В.Ф.: Вы знаете, очень примерно. Есть некоторые пластмассы, которые мы научились делать лучше, чем научилась делать природа, – она тоже умеет их разлагать. У них есть так называемые полиэфирные группы, и с этими группами, хотя мы их получаем из нефти, а не из живых организмов, природа может работать. Я же говорю о том, чего она никогда не видела и никогда не использовала просто в принципе, потому что такие молекулы никогда не собирались в такие связи. У неё не было никаких методов для того, чтобы собрать. Соответственно, если мы можем такой химией пользоваться, мы получаем совершенно другой уровень контроля над молекулами. Конечно, контроль – это очень иллюзорное чувство – на самом деле никакого большого контроля мы не имеем, абсолютный контроль абсолютно скучен на самом деле, потому что нового ничего вы не узнаете.
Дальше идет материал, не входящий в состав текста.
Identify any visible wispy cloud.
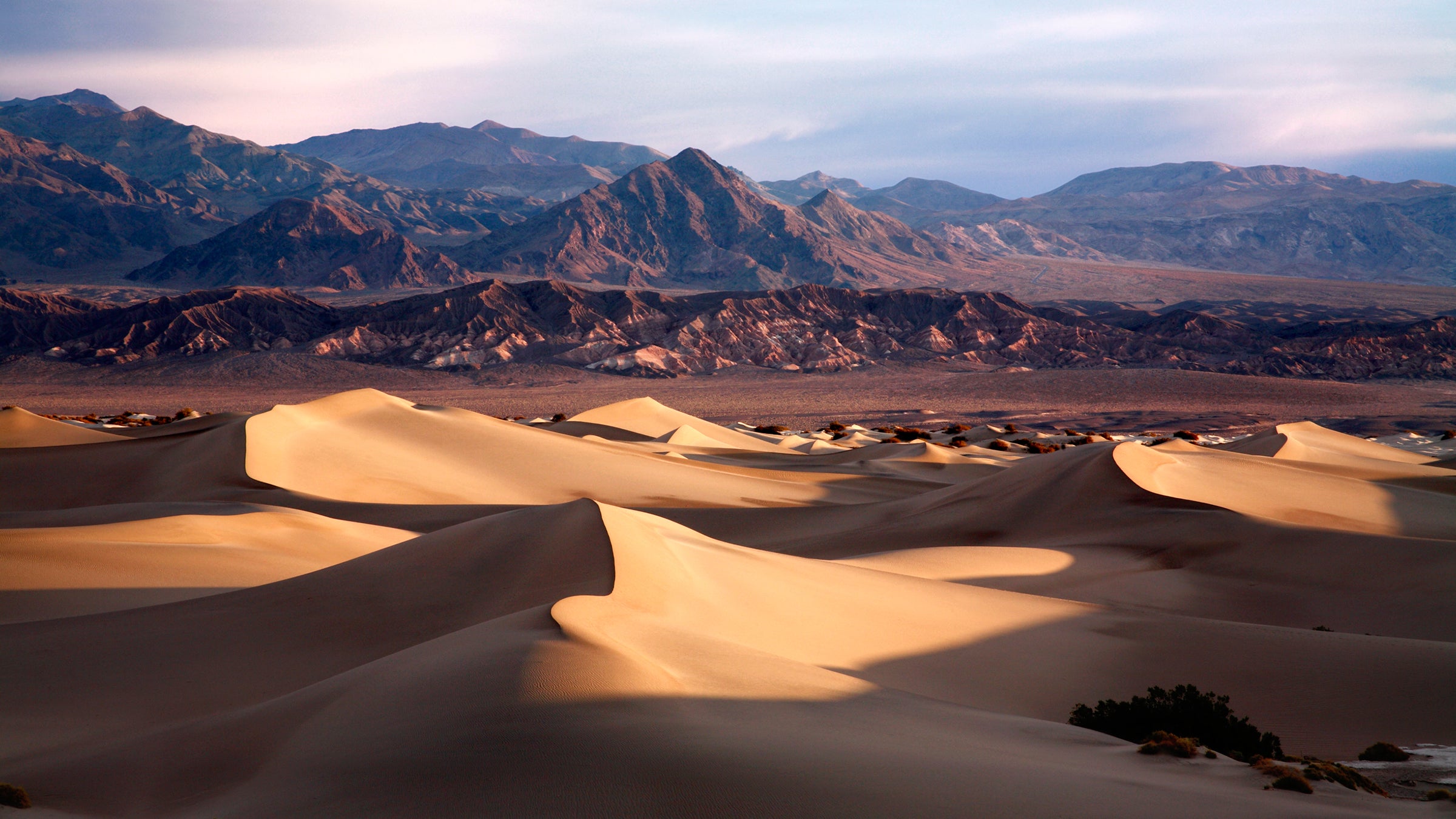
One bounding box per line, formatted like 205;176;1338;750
0;0;1456;194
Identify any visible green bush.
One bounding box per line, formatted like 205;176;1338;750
0;783;30;811
1067;685;1284;758
1137;732;1198;760
1300;757;1390;796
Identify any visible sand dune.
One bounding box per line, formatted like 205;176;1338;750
0;391;1456;818
0;504;415;622
0;406;121;449
246;391;904;506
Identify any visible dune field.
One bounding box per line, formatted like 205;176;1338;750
0;389;1456;819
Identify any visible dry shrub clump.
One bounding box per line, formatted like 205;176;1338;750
1137;732;1198;760
1252;760;1315;793
1067;685;1284;762
1299;757;1390;796
1351;740;1411;762
0;783;30;811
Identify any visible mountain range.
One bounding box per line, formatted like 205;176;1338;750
11;280;1456;379
274;120;667;201
451;149;982;289
764;162;1456;284
0;89;1456;290
127;200;479;290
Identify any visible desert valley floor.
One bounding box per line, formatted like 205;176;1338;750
0;379;1456;818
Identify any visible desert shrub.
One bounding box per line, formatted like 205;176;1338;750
1360;742;1411;762
1251;758;1315;793
1300;757;1390;796
1067;685;1284;758
0;783;30;811
1137;732;1198;760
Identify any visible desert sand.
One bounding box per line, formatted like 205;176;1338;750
0;389;1456;818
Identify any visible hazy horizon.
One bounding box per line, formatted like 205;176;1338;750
0;0;1456;197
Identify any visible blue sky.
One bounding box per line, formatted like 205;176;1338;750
0;0;1456;197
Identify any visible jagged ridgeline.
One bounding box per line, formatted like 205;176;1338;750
0;280;1456;379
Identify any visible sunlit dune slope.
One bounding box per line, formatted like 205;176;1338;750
0;406;118;449
0;391;1456;819
248;391;904;506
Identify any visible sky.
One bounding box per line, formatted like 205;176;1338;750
0;0;1456;197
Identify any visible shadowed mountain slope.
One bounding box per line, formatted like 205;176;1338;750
914;162;1456;284
0;280;1456;379
0;92;520;236
0;131;227;271
127;200;476;290
275;120;667;200
451;149;976;289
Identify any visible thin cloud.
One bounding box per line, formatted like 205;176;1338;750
0;0;1456;195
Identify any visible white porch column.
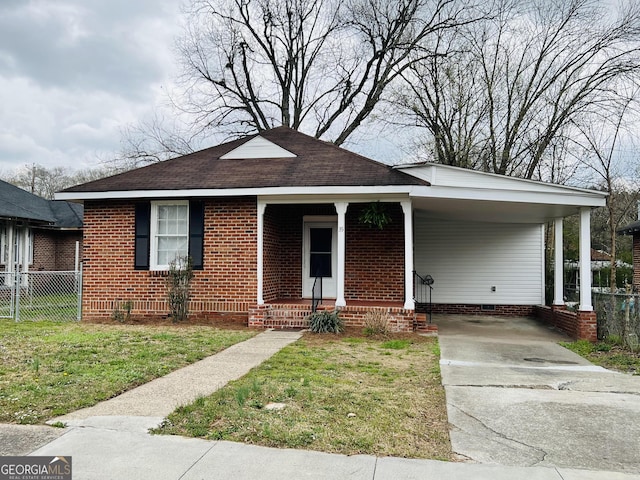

А.К.: Как я понимаю, это на уровне идей и концептов, а на уровне реализации что это такое?
Б.Д.: Какой-нибудь пример можно привести, мыслительный эксперимент?
В.Ф.: Конечно. Чтобы не вдаваться в конкретную химию, чтобы для общей аудитории было более понятно, мы можем использовать исходные соединения, на которые повешены, привязаны химические, функциональные группы, небольшие функциональные группы, которые природа, в общем-то, не использует в своём арсенале. У неё эти реакции никогда не возникали. Например, три азота, связанные в одну группу, таких связей в природе просто не существует. Они не настолько стабильны и не настолько полезны для неё…
Б.Д.: То есть человек создаёт условия, которые отсутствуют для азота в природе, при этом работая с теми же самыми свойствами азота. Но за счёт условий создаёт ситуацию, когда он может связать атомы иным образом.
В.Ф.: Да, всё верно.
А.К.: Вы извините за мой бытовой подход. Связывает три азота, чтобы что?
В.Ф.: Эта группа оказывается достаточно стабильной и очень стабильной для того, чтобы мы могли её ввести куда угодно – в белки, в разные нуклеиновые кислоты…
А.К.: А вводя такой азот в белки, что мы получаем?
В.Ф.: Всё, что мы получаем, – некая функциональная группа, как маленький магнитик, которую мы можем другим, очень уникальным, тонким магнитиком, оттуда достать.
Б.Д.: Как будто мы вживили чип.
В.Ф.: Да. Мы можем каждую молекулу на молекулярном уровне изменить самым минимальным образом. Её функция нуклеиновой кислоты так и останется, она может участвовать в трансляции, в транскрипции, клетка будет жить, организм будет жить с ней. Единственное, что мы можем следить за этой молекулой на молекулярном уровне, потому что у нас есть некие реакции, которые нам позволят увидеть её – в прямом смысле увидеть. Мы можем под микроскопом её зажечь флуоресцентным огнём, она будет светиться.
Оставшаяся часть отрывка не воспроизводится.